И тут он почувствовал, как непрочная опора расступилась под ногами и бездна схватила его.
Все произошло в одно мгновение. Никто не видел, как Дастропулос исчез. Только хрупнул тонкий лед, чмокнула черная вода и беззвучно сомкнулась над головой проглоченного ею…
А Ленин и его спутники продолжали идти стороной по ледовым полям. Бахчанов и проводник все время ощупывали дорогу палками. Это замедляло движение. Но было необходимо. Ильич шел не позади своих спутников, а рядом с ними и часто даже опережал их.
На льду начали попадаться трещины, торосики и как бы "застекленные" следы ледокола. В одних местах эти следы были прочно заделаны морозом, в других нет. Приходилось останавливаться, производить разведку, совещаться, делать обходы. Остров, скрытый мглой, казался бесконечно далеким, почти недосягаемым, окруженным многочисленными ловушками. Вот впереди при слабом свете фонаря видно было, как вынырнула длинная полоса проруби.

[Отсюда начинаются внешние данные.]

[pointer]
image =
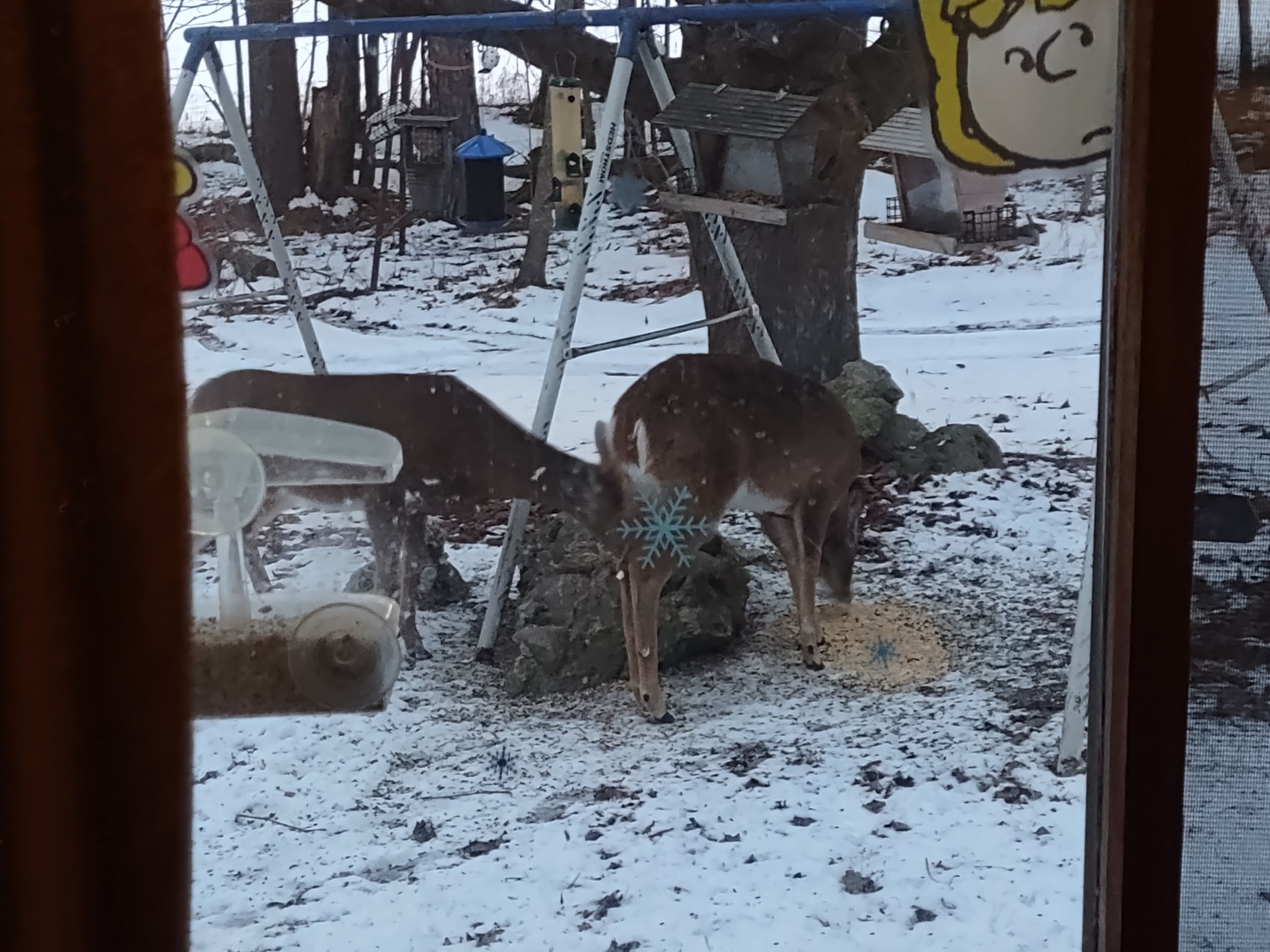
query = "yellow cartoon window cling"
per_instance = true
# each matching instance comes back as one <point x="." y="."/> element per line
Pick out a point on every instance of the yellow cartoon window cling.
<point x="195" y="271"/>
<point x="1021" y="84"/>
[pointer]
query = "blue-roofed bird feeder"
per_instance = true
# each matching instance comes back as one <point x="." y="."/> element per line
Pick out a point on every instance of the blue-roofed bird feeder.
<point x="483" y="157"/>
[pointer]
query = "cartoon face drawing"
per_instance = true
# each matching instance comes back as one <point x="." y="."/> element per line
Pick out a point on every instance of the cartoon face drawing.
<point x="1021" y="84"/>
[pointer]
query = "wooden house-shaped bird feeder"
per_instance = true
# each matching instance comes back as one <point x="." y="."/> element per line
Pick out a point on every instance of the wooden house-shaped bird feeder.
<point x="769" y="149"/>
<point x="939" y="207"/>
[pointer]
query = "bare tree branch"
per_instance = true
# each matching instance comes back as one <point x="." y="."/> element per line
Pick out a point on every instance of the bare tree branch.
<point x="541" y="48"/>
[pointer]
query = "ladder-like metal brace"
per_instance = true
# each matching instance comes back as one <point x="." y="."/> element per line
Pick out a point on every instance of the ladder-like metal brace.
<point x="579" y="258"/>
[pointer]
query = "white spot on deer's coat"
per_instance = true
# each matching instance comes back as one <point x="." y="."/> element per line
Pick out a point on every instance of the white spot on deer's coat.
<point x="751" y="499"/>
<point x="641" y="434"/>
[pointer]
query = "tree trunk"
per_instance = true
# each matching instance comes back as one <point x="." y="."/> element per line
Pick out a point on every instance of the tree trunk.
<point x="453" y="92"/>
<point x="277" y="133"/>
<point x="334" y="123"/>
<point x="534" y="266"/>
<point x="374" y="103"/>
<point x="803" y="275"/>
<point x="1245" y="40"/>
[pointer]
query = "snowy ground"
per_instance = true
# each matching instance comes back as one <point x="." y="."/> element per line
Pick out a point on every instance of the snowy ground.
<point x="734" y="827"/>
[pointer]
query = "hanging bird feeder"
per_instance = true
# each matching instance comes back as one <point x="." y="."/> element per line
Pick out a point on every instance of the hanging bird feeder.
<point x="301" y="653"/>
<point x="568" y="178"/>
<point x="483" y="157"/>
<point x="488" y="58"/>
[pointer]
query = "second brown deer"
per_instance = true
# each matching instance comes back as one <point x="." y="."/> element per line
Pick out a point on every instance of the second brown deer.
<point x="459" y="451"/>
<point x="701" y="434"/>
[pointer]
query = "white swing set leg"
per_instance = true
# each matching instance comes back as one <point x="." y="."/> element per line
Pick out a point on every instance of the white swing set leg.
<point x="255" y="186"/>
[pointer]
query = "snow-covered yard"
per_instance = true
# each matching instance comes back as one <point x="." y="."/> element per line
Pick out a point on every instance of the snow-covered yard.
<point x="784" y="809"/>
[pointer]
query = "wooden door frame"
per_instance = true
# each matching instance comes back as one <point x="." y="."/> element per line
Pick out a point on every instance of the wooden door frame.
<point x="94" y="545"/>
<point x="1157" y="231"/>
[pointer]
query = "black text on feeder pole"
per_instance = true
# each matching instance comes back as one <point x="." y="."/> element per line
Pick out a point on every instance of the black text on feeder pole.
<point x="568" y="179"/>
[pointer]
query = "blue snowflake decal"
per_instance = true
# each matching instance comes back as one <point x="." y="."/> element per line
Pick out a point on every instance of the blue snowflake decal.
<point x="883" y="653"/>
<point x="666" y="528"/>
<point x="502" y="762"/>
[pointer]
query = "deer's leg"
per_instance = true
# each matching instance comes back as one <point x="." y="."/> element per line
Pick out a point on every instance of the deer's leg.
<point x="624" y="586"/>
<point x="255" y="568"/>
<point x="646" y="592"/>
<point x="788" y="535"/>
<point x="412" y="560"/>
<point x="814" y="524"/>
<point x="384" y="519"/>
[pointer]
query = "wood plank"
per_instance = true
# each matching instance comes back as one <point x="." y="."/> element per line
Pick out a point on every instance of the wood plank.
<point x="704" y="205"/>
<point x="910" y="238"/>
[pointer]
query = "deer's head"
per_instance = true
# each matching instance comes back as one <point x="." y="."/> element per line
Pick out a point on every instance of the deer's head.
<point x="841" y="540"/>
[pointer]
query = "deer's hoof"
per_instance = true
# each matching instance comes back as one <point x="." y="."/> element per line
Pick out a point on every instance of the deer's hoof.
<point x="812" y="659"/>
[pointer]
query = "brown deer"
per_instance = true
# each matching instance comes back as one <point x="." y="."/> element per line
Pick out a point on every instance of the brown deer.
<point x="459" y="451"/>
<point x="716" y="433"/>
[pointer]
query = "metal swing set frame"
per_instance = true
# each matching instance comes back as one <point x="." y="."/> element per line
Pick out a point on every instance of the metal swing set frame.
<point x="636" y="38"/>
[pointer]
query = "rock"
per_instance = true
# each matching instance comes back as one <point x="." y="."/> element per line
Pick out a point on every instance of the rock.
<point x="870" y="395"/>
<point x="858" y="884"/>
<point x="959" y="447"/>
<point x="248" y="265"/>
<point x="568" y="621"/>
<point x="440" y="583"/>
<point x="214" y="152"/>
<point x="898" y="436"/>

Над ней змеились струи холодного пара. Прыжком одолеть эту пропасть невозможно. Кромка льда — как намоченный сахар. Проводник беспомощно топтался на месте. Путь оказался хуже, чем он предполагал.
Эта водная лента тянется на километры. Можно ли при таких условиях двигаться дальше? Он ждал, когда на хмурых лицах русских появится выражение сомнения, нерешительности, отчаяния. И тогда-то следует предложить им вернуться. Но нет, их упрямые взгляды выискивали обходные пути. Они предпочли сделать длиннейший и утомительный путь. И все же след ледокола им обойти не удалось. Этот след продолжал тянуться до самого горизонта, как бесконечный канал во льдах. Он отрезал путников от острова, преграждал им путь. "Ну можно ли еще упрямиться?" — раздумывал рыбак.

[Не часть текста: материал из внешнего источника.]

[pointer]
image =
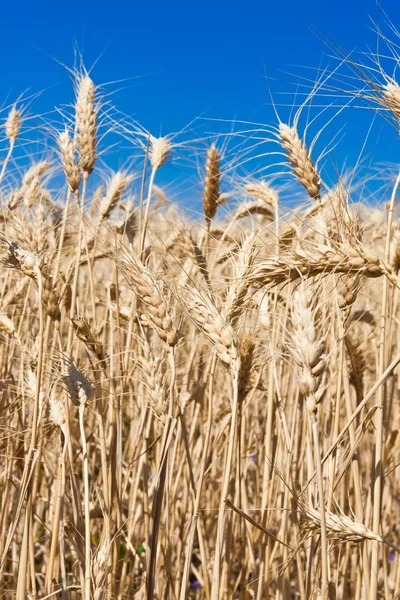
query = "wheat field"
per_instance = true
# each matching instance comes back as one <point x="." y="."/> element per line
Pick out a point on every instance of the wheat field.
<point x="196" y="407"/>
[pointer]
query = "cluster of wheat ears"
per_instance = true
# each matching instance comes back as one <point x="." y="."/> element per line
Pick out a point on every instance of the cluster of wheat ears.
<point x="202" y="408"/>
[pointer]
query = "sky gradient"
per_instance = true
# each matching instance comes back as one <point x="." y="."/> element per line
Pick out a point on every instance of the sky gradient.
<point x="179" y="60"/>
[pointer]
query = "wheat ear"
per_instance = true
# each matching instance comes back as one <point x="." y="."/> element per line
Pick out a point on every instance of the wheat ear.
<point x="86" y="123"/>
<point x="300" y="159"/>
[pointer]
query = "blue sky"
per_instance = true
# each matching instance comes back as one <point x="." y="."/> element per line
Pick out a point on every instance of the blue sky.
<point x="180" y="60"/>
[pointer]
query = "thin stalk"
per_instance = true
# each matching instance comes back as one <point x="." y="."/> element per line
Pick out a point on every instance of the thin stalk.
<point x="378" y="467"/>
<point x="215" y="591"/>
<point x="86" y="591"/>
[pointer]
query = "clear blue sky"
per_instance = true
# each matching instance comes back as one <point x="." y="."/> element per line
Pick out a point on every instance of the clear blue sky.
<point x="181" y="59"/>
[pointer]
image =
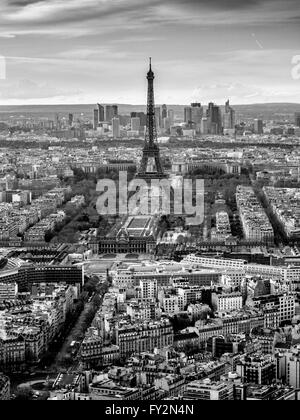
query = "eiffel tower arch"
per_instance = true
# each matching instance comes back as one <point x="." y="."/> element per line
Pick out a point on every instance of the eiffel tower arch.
<point x="151" y="165"/>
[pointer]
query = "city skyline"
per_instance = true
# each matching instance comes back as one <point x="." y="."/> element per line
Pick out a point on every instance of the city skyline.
<point x="95" y="52"/>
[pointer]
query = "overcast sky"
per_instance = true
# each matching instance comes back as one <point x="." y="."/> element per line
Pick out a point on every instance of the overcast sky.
<point x="88" y="51"/>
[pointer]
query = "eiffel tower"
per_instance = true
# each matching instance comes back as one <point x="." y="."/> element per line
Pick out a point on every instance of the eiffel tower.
<point x="151" y="166"/>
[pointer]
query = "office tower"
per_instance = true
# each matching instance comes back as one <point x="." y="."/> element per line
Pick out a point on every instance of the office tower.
<point x="124" y="120"/>
<point x="214" y="119"/>
<point x="111" y="111"/>
<point x="71" y="120"/>
<point x="151" y="150"/>
<point x="188" y="115"/>
<point x="171" y="116"/>
<point x="197" y="113"/>
<point x="166" y="124"/>
<point x="101" y="113"/>
<point x="229" y="117"/>
<point x="57" y="122"/>
<point x="158" y="117"/>
<point x="204" y="126"/>
<point x="164" y="112"/>
<point x="258" y="126"/>
<point x="135" y="124"/>
<point x="143" y="119"/>
<point x="96" y="119"/>
<point x="142" y="116"/>
<point x="116" y="128"/>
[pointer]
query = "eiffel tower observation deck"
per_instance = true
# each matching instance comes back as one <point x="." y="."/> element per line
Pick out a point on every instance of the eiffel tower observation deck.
<point x="151" y="165"/>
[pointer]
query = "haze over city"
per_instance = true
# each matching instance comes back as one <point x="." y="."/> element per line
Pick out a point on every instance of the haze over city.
<point x="82" y="52"/>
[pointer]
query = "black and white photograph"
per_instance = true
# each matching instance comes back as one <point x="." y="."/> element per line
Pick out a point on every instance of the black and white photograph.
<point x="149" y="203"/>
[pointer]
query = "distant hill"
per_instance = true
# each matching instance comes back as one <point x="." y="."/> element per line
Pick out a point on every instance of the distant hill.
<point x="266" y="111"/>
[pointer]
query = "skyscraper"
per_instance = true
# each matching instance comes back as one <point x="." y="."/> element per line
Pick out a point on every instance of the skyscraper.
<point x="142" y="116"/>
<point x="111" y="111"/>
<point x="188" y="115"/>
<point x="101" y="113"/>
<point x="258" y="126"/>
<point x="164" y="112"/>
<point x="96" y="119"/>
<point x="171" y="116"/>
<point x="214" y="119"/>
<point x="135" y="124"/>
<point x="116" y="128"/>
<point x="197" y="113"/>
<point x="229" y="120"/>
<point x="158" y="117"/>
<point x="71" y="120"/>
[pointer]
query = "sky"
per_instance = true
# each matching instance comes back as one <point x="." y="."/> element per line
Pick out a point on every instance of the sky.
<point x="89" y="51"/>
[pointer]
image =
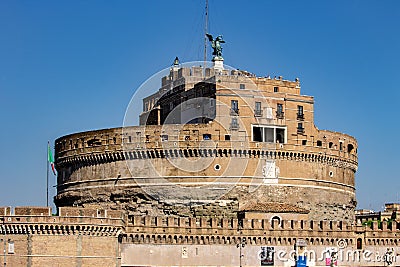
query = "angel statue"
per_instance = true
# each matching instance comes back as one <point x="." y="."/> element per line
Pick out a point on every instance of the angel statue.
<point x="216" y="45"/>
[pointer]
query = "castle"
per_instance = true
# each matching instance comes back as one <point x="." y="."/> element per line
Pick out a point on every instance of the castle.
<point x="225" y="169"/>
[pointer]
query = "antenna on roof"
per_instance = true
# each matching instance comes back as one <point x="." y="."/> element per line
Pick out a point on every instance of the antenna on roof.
<point x="205" y="37"/>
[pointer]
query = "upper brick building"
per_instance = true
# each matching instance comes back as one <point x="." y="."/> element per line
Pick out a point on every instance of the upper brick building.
<point x="210" y="141"/>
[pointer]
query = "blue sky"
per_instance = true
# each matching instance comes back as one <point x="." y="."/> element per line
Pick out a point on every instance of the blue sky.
<point x="70" y="66"/>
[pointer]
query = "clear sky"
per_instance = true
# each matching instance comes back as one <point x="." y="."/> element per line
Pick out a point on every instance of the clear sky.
<point x="71" y="66"/>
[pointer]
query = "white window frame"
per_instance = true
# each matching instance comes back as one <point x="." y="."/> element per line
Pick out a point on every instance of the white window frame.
<point x="270" y="127"/>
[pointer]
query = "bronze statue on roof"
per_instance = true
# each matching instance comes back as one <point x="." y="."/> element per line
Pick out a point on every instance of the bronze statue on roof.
<point x="216" y="45"/>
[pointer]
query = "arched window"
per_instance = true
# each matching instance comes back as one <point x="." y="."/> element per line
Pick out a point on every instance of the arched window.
<point x="359" y="243"/>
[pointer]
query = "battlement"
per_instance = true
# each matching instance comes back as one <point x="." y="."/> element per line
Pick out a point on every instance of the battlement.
<point x="331" y="144"/>
<point x="213" y="225"/>
<point x="71" y="220"/>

Тот, кто был с чемоданчиком, сказал:
— Трудности в таком пути неизбежны. Наша задача их преодолеть!
По его словам, он в детстве видел, как под Симбирском отдельные смельчаки переходили в ледоход Волгу. Способ их состоял в следующем: встать на самую прочную льдину и, пользуясь ею как плотом, подгребать веслом. Здесь же весло придется заменить багром.

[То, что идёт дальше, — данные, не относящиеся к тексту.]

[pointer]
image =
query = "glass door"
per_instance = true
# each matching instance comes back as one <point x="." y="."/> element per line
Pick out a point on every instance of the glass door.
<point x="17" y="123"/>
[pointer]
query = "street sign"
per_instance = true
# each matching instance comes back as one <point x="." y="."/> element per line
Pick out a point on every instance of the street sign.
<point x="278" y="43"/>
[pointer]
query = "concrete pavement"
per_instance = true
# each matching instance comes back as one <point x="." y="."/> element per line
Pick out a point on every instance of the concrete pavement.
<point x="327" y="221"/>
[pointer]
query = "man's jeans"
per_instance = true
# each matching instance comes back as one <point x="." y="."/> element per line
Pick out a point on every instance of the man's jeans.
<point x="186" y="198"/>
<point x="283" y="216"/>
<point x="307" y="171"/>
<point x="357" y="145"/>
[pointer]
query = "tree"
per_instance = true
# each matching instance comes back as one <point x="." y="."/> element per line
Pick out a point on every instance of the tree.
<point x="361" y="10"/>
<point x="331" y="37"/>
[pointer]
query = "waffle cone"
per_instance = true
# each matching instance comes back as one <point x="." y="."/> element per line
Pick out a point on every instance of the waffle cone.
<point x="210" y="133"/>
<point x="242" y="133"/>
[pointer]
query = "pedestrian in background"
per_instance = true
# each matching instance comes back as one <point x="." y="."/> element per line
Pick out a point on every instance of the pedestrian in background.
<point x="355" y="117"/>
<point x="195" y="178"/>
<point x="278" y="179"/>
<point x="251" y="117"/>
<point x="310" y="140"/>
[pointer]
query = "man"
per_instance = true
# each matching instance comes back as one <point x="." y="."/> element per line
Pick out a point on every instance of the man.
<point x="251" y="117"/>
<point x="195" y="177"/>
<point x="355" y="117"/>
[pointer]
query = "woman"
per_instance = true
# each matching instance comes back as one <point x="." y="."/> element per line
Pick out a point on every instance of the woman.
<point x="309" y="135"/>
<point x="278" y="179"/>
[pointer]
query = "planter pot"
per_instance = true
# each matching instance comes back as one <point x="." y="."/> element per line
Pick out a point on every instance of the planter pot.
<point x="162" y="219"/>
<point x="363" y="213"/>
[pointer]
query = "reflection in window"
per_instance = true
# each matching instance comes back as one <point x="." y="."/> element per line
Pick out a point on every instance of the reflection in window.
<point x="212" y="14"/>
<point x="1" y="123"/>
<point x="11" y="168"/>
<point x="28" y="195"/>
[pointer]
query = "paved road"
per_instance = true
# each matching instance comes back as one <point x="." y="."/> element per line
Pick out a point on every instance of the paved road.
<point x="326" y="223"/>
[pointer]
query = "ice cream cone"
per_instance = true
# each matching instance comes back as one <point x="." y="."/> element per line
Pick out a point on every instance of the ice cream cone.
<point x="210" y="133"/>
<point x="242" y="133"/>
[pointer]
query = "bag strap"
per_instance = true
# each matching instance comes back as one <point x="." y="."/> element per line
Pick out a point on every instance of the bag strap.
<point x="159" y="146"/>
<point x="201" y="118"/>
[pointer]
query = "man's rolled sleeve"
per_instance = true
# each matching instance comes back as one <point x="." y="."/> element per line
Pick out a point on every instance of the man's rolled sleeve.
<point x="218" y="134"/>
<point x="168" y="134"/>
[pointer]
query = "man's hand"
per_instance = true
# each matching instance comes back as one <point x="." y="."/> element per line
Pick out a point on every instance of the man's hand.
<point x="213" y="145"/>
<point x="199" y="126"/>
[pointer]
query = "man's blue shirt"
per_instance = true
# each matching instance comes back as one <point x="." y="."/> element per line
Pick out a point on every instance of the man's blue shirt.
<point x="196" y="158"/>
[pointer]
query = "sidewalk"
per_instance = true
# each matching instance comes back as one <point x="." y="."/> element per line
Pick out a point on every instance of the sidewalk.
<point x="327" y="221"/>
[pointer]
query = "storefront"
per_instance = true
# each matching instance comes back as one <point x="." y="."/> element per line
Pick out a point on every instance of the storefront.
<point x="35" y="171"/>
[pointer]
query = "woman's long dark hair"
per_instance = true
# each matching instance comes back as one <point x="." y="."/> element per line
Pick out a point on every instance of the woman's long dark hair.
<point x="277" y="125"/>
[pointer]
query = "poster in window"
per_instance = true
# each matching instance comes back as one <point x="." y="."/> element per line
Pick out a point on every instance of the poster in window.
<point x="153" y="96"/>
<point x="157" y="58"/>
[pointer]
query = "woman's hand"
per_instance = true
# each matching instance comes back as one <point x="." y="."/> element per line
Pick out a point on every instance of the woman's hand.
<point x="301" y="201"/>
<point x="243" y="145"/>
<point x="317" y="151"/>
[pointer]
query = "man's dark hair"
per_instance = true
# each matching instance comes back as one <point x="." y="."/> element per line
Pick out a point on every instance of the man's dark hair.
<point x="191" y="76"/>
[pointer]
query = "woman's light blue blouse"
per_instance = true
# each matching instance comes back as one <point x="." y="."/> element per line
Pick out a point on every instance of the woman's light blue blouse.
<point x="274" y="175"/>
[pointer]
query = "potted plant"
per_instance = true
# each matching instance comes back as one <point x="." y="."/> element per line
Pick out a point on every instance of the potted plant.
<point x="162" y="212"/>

И, чтобы показать, как ото делается, он осторожно подошел к воде. Наметил льдину овальной формы и багром притянул ее к себе. Бахчанов предупредил его:
— Я тяжелее вас, Владимир Ильич. Позвольте сначала попробовать мне. Если она выдержит меня, она выдержит и вас.
И он вскочил на следующую льдину. От толчка она закружилась и стала накреняться. Пришлось ухватиться за палку, протянутую проводником, и отступить. Начали искать другую льдину, но та оказалась еще менее прочной, а дальше стало попадаться какое-то крошево. Вернулись к овальной льдине. Она кружилась на середине широкого разводья, и проводник снова притянул ее к самой кромке.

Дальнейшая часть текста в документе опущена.